Iran is now engaged in building the biggest university in Kabul, while all of Afghanistan's other neighbors and interested countries, including India, Pakistan, China, Turkey, and Russia, have projects in the country as well. U.S. President Barack Obama's offer to extend a hand to Iran's "unclenched fist" is a start, but it took a major insurgency on the frontier of two unstable countries in a nuclear-armed region where Osama bin Laden is still being harbored to engage U.S. policymaking at the top level.

Bin Laden was only the latest person in a long line of fighters who have used Afghanistan's strategic position at the crossroads of the world for their own ends. In Balkh in northern Afghanistan, which has a fair claim to be the oldest city in the world, archaeologists have discovered a rich harvest of Greek, Buddhist, Zoroastrian, and Muslim remains going back thousands of years. These attest to Afghanistan's place as a crucible of conflict.

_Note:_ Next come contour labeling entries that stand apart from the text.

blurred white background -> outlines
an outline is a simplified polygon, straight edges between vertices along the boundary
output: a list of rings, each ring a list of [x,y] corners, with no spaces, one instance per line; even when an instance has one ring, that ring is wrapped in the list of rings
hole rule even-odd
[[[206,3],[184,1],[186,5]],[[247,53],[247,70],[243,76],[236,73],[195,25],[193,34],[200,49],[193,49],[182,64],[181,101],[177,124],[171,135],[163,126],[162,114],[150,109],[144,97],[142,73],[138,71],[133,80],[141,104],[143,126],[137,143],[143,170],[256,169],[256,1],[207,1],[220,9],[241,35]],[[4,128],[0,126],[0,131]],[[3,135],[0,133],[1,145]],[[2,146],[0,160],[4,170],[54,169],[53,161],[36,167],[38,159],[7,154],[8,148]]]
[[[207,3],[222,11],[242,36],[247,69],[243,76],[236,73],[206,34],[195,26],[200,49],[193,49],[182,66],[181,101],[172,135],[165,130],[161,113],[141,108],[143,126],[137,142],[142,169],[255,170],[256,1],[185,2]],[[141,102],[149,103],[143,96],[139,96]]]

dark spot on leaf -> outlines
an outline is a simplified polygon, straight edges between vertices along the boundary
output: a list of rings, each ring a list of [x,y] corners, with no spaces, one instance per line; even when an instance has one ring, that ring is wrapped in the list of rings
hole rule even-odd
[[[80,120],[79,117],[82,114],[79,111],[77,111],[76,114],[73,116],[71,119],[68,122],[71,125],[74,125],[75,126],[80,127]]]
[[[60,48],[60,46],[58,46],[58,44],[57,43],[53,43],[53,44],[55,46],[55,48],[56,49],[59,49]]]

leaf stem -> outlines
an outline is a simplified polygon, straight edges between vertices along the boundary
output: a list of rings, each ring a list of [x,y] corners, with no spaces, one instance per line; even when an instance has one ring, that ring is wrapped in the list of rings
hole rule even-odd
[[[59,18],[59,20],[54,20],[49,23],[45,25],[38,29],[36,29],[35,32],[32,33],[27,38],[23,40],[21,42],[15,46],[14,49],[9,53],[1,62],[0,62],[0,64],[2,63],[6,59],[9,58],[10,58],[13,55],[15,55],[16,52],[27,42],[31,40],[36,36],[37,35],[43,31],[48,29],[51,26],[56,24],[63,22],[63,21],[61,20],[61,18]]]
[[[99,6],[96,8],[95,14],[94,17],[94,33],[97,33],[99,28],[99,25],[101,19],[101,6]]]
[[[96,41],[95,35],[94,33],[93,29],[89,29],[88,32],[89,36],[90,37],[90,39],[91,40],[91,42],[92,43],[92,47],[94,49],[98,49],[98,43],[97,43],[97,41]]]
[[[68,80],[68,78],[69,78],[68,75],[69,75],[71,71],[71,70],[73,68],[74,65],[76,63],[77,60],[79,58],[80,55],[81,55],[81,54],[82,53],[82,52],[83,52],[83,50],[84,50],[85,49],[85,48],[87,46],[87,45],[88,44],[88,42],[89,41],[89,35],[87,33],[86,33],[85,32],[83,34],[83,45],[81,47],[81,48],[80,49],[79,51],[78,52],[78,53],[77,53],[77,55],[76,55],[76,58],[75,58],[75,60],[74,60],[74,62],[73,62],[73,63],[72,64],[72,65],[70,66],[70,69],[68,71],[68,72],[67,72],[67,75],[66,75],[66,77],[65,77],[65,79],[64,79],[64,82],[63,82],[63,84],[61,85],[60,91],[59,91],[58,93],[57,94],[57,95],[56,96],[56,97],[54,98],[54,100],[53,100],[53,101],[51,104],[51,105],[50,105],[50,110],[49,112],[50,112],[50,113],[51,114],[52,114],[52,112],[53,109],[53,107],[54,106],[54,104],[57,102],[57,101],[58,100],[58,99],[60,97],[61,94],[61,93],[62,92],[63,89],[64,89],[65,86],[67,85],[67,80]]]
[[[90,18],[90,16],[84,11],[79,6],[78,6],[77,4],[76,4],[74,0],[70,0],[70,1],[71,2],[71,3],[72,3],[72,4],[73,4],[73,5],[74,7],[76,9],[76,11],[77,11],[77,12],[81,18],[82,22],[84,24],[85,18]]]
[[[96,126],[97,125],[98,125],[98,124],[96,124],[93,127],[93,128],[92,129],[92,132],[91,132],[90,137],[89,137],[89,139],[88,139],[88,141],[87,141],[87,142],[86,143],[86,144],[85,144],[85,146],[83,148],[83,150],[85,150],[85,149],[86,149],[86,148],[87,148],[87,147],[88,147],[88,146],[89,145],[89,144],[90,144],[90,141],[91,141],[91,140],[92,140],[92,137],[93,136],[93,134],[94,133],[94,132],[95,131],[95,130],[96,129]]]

Imperial Britain wanted to control Afghanistan as it did much of the rest of Asia. But after two bruising wars, the British had to content themselves with hoping that the funds they paid to client kings in Kabul would help keep Russia away. Instead of controlling Afghanistan, British spies participated in the century-long "Great Game" against the Russians for influence across the Hindu Kush. As the latest great power to try its hand in taming Afghanistan, the United States has acquired its own great game, stretching into Pakistan, Iran, Central Asia, and beyond. Let us hope it ends less badly for the Americans.